How can I go about this?
My first thought was to use type.convert
, but that either converts character
and Date
to factor
, or with as.is=TRUE
it converts factor
to character
.
str(DT[, lapply(.SD, type.convert)])
# Classes 'data.table' and 'data.frame': 100 obs. of 13 variables:
# $ panelID : int 4 39 1 34 23 43 14 18 33 21 ...
# $ Country : Factor w/ 3 levels "Albania","Belarus",..: 1 1 1 1 1 1 1 1 1 1 ...
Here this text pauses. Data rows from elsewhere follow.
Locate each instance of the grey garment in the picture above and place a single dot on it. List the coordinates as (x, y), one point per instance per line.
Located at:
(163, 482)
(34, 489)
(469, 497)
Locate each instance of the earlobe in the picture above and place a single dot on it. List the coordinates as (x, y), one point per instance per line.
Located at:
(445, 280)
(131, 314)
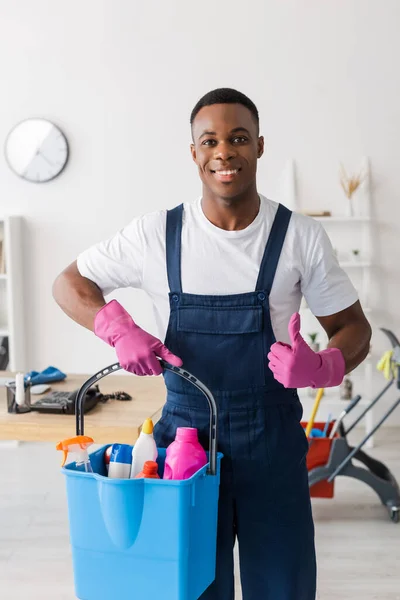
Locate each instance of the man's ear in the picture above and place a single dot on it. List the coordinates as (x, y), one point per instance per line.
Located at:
(193, 152)
(260, 146)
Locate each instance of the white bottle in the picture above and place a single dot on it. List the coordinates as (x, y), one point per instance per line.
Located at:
(144, 449)
(19, 389)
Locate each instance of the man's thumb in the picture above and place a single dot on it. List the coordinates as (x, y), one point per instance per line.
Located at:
(294, 329)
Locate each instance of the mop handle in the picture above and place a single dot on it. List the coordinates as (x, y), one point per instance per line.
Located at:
(310, 423)
(81, 396)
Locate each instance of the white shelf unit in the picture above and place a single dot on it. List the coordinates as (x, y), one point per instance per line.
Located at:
(11, 291)
(356, 229)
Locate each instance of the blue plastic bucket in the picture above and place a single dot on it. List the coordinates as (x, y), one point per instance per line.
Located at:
(144, 538)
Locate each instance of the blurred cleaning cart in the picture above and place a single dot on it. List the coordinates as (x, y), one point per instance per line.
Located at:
(143, 538)
(331, 456)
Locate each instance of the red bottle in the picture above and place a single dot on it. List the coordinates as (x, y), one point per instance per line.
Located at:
(150, 471)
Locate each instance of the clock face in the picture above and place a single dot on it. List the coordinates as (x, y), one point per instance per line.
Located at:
(36, 150)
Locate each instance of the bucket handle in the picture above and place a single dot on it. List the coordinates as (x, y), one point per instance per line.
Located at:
(80, 401)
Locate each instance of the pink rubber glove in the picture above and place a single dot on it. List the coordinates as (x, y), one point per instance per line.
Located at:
(136, 349)
(297, 366)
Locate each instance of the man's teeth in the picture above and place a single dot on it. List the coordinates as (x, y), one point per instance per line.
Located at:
(230, 172)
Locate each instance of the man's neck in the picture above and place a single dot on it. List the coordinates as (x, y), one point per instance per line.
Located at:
(231, 214)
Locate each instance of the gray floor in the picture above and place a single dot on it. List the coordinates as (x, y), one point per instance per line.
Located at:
(358, 548)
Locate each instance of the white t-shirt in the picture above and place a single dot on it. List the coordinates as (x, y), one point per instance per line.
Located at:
(219, 262)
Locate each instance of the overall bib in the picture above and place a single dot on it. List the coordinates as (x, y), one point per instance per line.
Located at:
(264, 495)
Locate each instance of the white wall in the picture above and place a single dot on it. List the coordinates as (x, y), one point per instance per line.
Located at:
(120, 78)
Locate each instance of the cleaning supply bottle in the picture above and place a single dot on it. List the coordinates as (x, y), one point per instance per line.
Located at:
(144, 449)
(185, 456)
(150, 471)
(77, 445)
(120, 461)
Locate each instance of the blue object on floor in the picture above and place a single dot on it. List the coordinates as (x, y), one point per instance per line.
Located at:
(316, 433)
(49, 375)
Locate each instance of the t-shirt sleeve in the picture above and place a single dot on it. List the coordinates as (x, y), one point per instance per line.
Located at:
(326, 287)
(116, 262)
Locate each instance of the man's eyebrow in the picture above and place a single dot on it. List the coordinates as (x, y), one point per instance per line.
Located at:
(235, 130)
(207, 133)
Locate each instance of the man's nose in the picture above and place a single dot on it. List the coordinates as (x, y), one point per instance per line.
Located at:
(224, 151)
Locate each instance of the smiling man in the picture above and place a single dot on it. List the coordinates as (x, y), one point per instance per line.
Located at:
(226, 274)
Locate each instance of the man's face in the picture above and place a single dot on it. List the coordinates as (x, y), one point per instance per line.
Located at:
(226, 146)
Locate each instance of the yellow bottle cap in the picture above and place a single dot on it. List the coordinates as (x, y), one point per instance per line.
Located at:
(148, 426)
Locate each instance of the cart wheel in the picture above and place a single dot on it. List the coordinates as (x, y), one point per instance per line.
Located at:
(395, 514)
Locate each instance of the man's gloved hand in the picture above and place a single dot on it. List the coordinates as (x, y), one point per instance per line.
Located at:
(136, 349)
(297, 366)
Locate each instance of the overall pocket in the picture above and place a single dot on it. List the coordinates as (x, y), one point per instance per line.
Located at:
(223, 346)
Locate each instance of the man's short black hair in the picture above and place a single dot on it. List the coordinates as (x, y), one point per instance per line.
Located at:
(225, 96)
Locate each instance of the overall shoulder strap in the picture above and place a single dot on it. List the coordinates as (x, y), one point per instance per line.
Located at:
(173, 248)
(273, 249)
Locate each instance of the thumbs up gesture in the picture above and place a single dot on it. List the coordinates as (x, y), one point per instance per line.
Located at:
(297, 366)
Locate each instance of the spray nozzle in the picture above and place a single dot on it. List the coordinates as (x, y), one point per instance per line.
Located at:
(77, 445)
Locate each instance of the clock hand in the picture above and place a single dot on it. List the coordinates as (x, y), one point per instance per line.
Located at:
(46, 159)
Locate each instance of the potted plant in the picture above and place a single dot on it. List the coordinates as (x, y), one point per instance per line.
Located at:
(350, 184)
(314, 345)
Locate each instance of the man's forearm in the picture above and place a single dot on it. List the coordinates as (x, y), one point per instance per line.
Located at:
(353, 340)
(78, 297)
(350, 332)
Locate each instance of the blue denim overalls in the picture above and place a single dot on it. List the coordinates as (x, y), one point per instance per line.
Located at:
(264, 495)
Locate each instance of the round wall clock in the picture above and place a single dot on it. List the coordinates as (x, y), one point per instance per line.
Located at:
(36, 150)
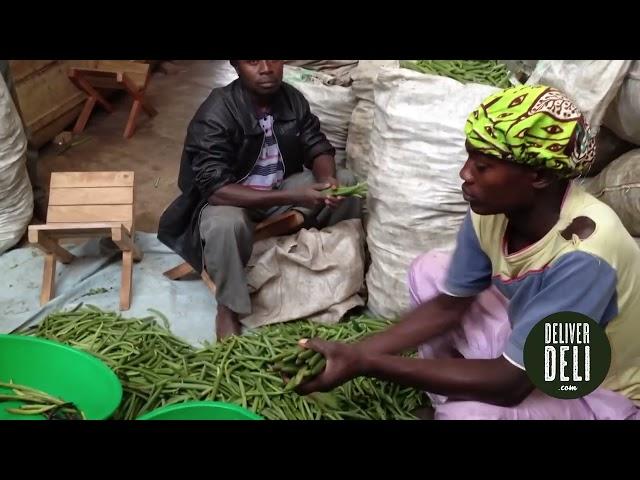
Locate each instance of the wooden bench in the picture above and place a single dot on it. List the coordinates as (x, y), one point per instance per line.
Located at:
(88, 204)
(133, 77)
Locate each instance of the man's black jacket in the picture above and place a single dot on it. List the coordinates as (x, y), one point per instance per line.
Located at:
(223, 143)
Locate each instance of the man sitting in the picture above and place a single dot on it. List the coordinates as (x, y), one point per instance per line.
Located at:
(253, 150)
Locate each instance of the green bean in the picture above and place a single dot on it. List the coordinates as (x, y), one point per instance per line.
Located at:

# $ some_NA : int 0 2 4 1 5 3 0 2 4 1 ...
# $ some_NA_factor: int 3 2 0 5 1 4 3 2 0 5 ...
# $ Group : int 1 1 1 1 1 1 1 1 1 1 ...
# $ Time : Factor w/ 20 levels "2010-01-02","2010-02-02",..: 1 2 3 4 5 6 7 8 9 10 ...
# $ wt : num 0.15 0.3 0.15 0.9 1.35 1.2 1.2 0.75 0.6 1.2 ...
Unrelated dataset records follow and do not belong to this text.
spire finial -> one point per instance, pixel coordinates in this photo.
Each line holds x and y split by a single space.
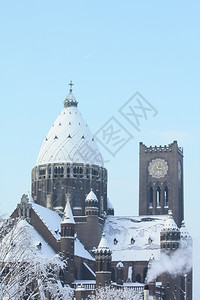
70 84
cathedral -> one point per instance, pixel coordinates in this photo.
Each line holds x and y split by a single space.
69 208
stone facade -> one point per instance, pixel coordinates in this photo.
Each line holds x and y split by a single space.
160 192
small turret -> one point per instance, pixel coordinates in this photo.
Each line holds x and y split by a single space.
120 273
186 239
169 235
91 204
103 263
67 242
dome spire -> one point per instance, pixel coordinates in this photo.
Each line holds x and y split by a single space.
70 100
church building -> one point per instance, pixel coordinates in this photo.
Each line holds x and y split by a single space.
68 206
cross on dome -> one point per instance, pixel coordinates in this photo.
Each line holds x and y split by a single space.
70 100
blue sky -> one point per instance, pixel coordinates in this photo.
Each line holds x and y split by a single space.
110 49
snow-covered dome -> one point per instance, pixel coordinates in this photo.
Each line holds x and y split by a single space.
91 197
69 139
170 223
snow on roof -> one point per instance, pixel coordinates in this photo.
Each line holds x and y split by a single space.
80 251
24 235
69 140
128 237
89 269
49 217
68 216
91 196
52 220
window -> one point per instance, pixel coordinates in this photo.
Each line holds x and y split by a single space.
166 197
158 198
138 278
151 197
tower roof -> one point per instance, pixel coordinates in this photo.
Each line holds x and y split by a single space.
69 139
68 216
170 223
91 196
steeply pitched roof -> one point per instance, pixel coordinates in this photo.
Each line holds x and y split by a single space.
134 238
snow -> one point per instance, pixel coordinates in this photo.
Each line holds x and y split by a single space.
68 216
110 206
69 140
31 239
91 271
80 251
123 229
184 232
103 243
170 223
49 217
52 220
91 196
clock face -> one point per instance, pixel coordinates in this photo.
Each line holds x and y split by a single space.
158 168
179 170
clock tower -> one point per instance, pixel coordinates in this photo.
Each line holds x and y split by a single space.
161 181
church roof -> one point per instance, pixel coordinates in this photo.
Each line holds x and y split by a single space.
69 139
134 238
52 221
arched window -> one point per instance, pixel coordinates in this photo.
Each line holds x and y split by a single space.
158 197
58 195
43 195
113 274
144 274
166 197
138 278
151 197
77 199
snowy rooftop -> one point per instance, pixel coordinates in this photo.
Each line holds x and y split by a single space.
68 216
91 196
52 220
134 238
69 140
31 242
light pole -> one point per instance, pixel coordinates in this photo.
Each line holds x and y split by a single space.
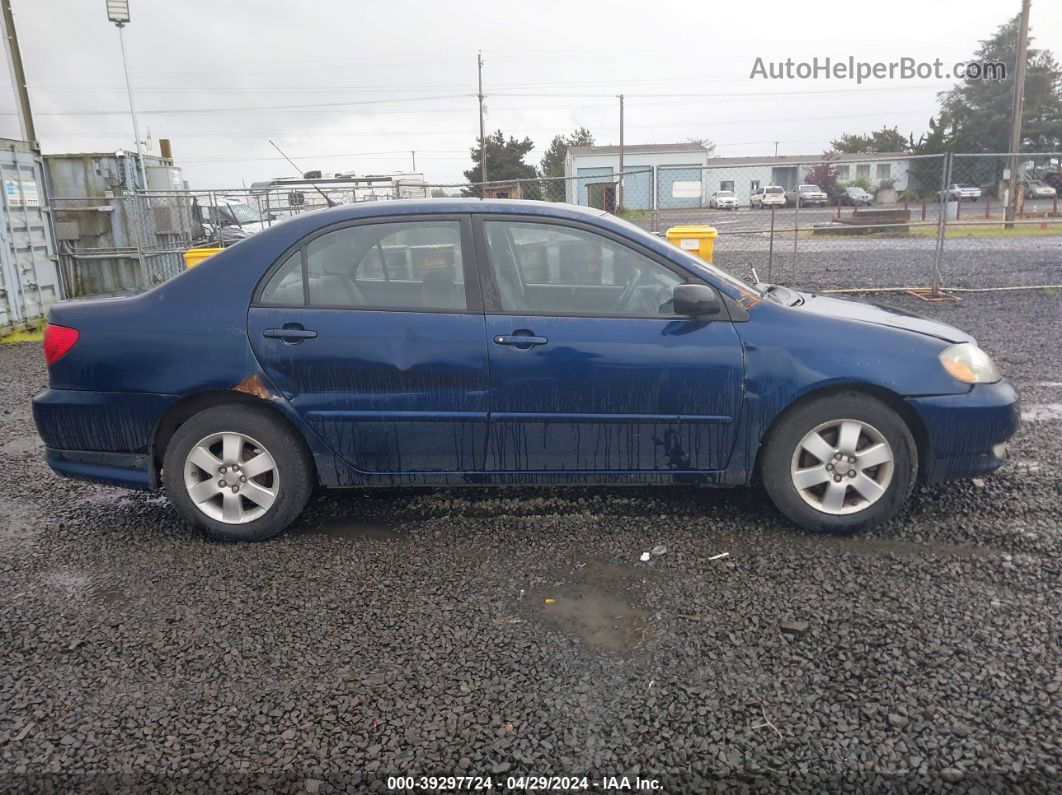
118 12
# $ Income : num -4.4 -6.41 2.28 -3.85 -0.02 ...
# $ Happiness : int 3 10 6 9 5 7 4 1 2 8 ...
# $ Sex : num 0.61 1.18 0.55 0.69 0.63 0.65 0.67 0.9 0.7 0.6 ...
# $ Age : int 15 2 65 67 73 17 84 5 41 91 ...
# $ Educ : num 0.54 1.04 1.29 0.43 0.76 0.63 0.6 0.44 0.48 1.13 ...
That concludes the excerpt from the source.